3.1 The Medallion Architecture (Bronze, Silver, Gold)

Key Takeaways

The medallion architecture organizes data into three progressive quality layers: bronze (raw), silver (validated/cleansed), and gold (business-ready aggregates).
Bronze tables capture source data exactly as ingested, typically append-only, preserving the raw record so the pipeline can be reprocessed or audited later.
Silver tables enforce schema, deduplicate, cast types, join, and apply quality rules to produce a conformed enterprise view of business entities.
Gold tables hold curated, highly aggregated data modeled for dashboards, reporting, and ML features — often one gold table per use case.
Each hop incrementally raises data quality, and the same layered design supports both batch and streaming ingestion in the lakehouse.

Last updated: June 2026

What the Medallion Architecture Solves

The medallion architecture (also called the multi-hop architecture) is a data design pattern that incrementally improves the structure and quality of data as it flows through successive layers in the lakehouse. Each layer is a set of Delta Lake tables, and data moves "hop by hop" from raw to refined. The exam expects you to identify which layer a given table belongs to from its characteristics, not just to recite definitions.

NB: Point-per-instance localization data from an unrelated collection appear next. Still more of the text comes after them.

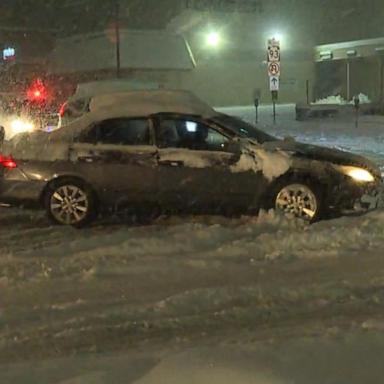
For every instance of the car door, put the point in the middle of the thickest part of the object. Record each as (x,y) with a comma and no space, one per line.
(195,166)
(119,158)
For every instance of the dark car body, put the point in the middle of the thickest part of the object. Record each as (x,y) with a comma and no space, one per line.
(232,168)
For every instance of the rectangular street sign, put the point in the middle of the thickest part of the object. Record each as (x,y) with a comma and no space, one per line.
(273,51)
(274,83)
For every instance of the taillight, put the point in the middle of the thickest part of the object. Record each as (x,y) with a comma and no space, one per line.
(62,109)
(7,162)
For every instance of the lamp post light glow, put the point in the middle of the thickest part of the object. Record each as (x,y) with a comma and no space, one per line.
(213,39)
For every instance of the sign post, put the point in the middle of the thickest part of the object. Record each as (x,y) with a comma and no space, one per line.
(256,101)
(274,71)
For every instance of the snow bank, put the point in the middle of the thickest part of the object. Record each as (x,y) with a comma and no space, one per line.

The pattern exists because raw source data is messy: it has malformed records, duplicates, inconsistent types, and missing values. Rather than fixing everything in one giant transformation, you isolate concerns across three named layers. This makes pipelines easier to debug, lets you reprocess from a known-good intermediate state, and gives different consumers a table at the right quality level for their needs.

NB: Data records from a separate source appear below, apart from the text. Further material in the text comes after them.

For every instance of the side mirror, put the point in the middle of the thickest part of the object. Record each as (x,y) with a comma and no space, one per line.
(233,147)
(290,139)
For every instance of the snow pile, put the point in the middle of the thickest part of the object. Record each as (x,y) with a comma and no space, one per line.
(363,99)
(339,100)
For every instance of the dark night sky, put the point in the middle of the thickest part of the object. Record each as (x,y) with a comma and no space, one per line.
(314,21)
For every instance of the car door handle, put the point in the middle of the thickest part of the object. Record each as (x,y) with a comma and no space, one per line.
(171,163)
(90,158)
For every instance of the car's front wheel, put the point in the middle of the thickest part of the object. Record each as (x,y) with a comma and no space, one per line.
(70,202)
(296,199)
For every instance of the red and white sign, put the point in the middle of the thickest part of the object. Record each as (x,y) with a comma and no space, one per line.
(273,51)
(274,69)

Layer	Also called	Quality	Typical write mode	Primary consumer
Bronze	Raw / landing	Lowest — as ingested	Append-only	Data engineers, reprocessing
Silver	Cleansed / conformed	Validated, deduplicated	Merge/upsert	Analysts, data scientists
Gold	Curated / aggregated	Highest — business-ready	Overwrite / merge	BI dashboards, ML, executives

Bronze Layer: Raw Ingestion

The bronze layer stores data exactly as it arrives from source systems — JSON, CSV, Parquet, CDC feeds, IoT events — with little or no transformation. Bronze tables are almost always append-only and frequently add metadata columns such as the ingestion timestamp (_ingest_time), source file name (_metadata.file_path from Auto Loader), and processing date. Preserving the unmodified raw record is the whole point: if a downstream bug is discovered, you can replay everything from bronze without re-pulling from the (possibly transient) source.

Because bronze is the system of record for raw data, you generally do not delete or update bronze rows. Schema is kept permissive — Auto Loader can even rescue unexpected columns into a _rescued_data column rather than failing the load.

Silver Layer: Cleansed and Conformed

The silver layer is where data becomes trustworthy. Transformations applied here typically include:

Schema enforcement and explicit type casting (string timestamps to real TIMESTAMP, etc.).
Deduplication of records that arrived multiple times.
Null handling, filtering of invalid rows, and applying data-quality expectations.
Joins and enrichment that combine multiple bronze sources into conformed business entities (a single customers or orders view across systems).

Silver gives the organization a clean, queryable, enterprise-wide view. It is detailed (row-level) rather than aggregated, so analysts and data scientists can slice it however they need. Silver tables are commonly written with MERGE INTO (upsert) so that updates and late-arriving changes are reflected correctly.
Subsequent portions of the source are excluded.